Pekanbaru (Nadariau.com) – Seekor harimau sumatera yang diberi nama Corina dilepasliarkan ke hutan alam Semenanjung Kampar di Provinsi Riau, Minggu (20/12).
Satwa predator itu, sebelumnya terjerat di sebuah kawasan perkebunan.
Dirjen Konservasi Sumber Daya Alam dan Ekosistem Kementerian Lingkungan Hidup dan Kehutanan (KLHK) Wiratno, mengatakan pelepasliaran ini merupakan hasil kolaborasi kementerian dengan aktivis lingkungan, sektor atau perusahaan swasta dan akademisi.
“Saya berharap Corina bisa segera ketemu pasangannya,” kata Wiratno.

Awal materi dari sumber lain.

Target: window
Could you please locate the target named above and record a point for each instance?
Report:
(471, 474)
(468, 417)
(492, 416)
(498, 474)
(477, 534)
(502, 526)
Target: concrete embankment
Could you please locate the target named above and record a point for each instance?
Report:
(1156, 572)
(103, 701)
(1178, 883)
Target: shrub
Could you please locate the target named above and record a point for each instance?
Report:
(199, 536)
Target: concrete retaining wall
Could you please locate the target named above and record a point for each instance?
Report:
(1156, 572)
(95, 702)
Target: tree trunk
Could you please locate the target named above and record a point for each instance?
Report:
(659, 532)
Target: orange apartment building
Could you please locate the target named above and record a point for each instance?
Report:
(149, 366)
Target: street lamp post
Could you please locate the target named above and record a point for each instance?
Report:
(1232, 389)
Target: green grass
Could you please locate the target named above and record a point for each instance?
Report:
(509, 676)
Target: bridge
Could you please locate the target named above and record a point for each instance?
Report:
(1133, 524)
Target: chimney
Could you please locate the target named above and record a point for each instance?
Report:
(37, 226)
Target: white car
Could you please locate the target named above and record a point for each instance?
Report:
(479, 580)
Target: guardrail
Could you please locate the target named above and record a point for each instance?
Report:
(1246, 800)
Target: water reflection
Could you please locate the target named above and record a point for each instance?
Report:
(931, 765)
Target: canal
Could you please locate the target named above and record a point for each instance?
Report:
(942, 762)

Pasangan yang dimaksud adalah harimau jantan. Jika ketemu pasangannya dan hamil, maka populasi harimau sumatera akan bertambah.
“Mudah-mudahan beranak dan berkembang biak dengan nyaman,” kata Wiratno.

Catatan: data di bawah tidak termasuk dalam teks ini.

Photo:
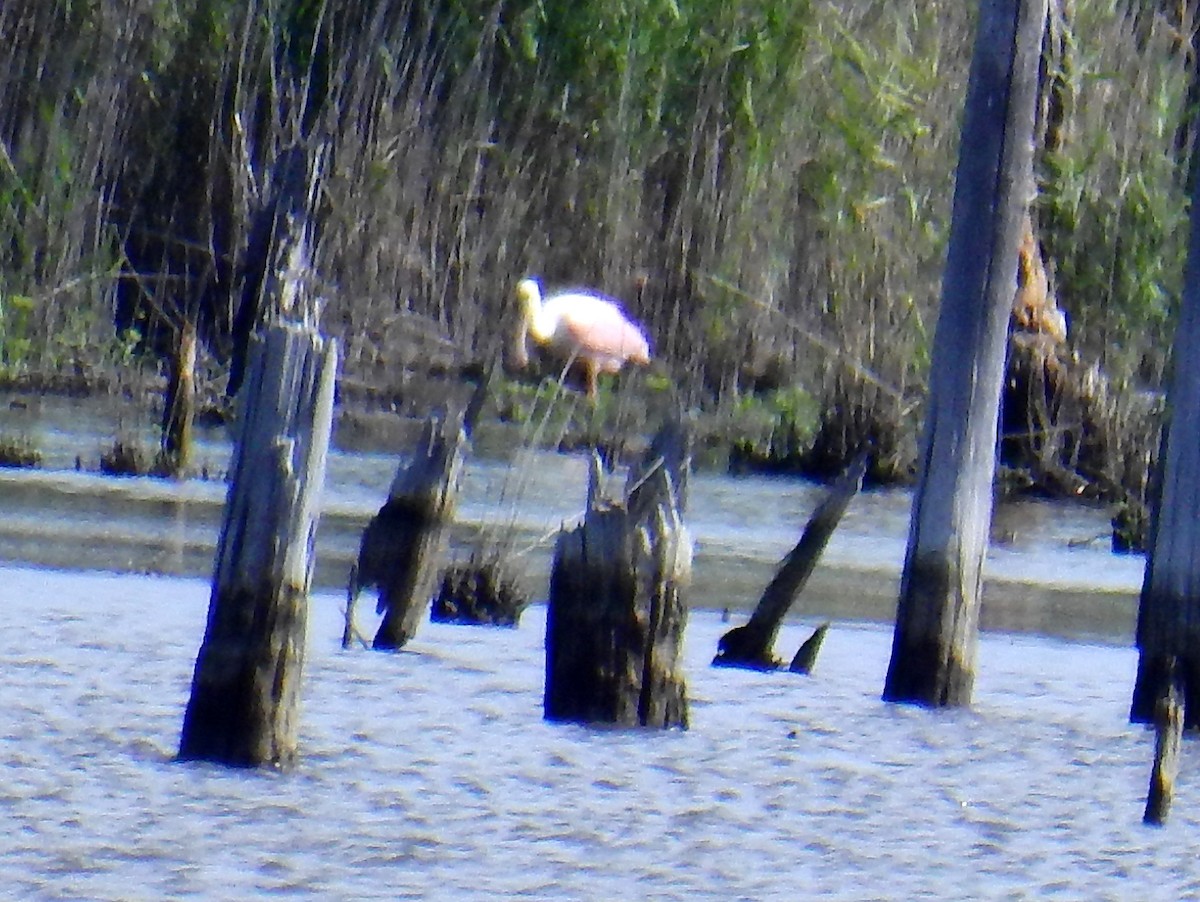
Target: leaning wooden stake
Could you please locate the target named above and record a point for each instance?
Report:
(937, 618)
(402, 545)
(244, 708)
(1168, 737)
(750, 645)
(617, 612)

Menurutnya, lokasi pelepasliaran Corina di Semenanjung Kampar dinilai tepat. Karena di sana, merupakan habitat satwa dilindungi dan tersedia makanan di alamnya, tutupan vegetasi yang layak, dan ada harimau liar lainnya.
Wiranto juga berdoa agar Corina bisa bertahan hidup dan berkembang biak di kawasan tersebut. Kondisi Corina saat dilepasliarkan sudah terlihat sehat, agresif, dan menunjukan sifat liar.
“Pihak PT Riau Andalan Pulp and Paper (RAPP) dari APRIL Group juga membantu pelepasliaran Corina di kawasan hutan alam di Riau,” jelasnya.
Awalnya Corina berada di pusat rehabilitasi di Sumatera Barat lalu dikirim ke Riau menggunakan helikopter RAPP dengan kandangnya. Kandang itu ditempatkan di dalam kabin heli layaknya penumpang manusia. Dengan begitu, harimau tidak stres karena proses pemindahan lintas provinsi itu hanya butuh waktu sekitar satu jam.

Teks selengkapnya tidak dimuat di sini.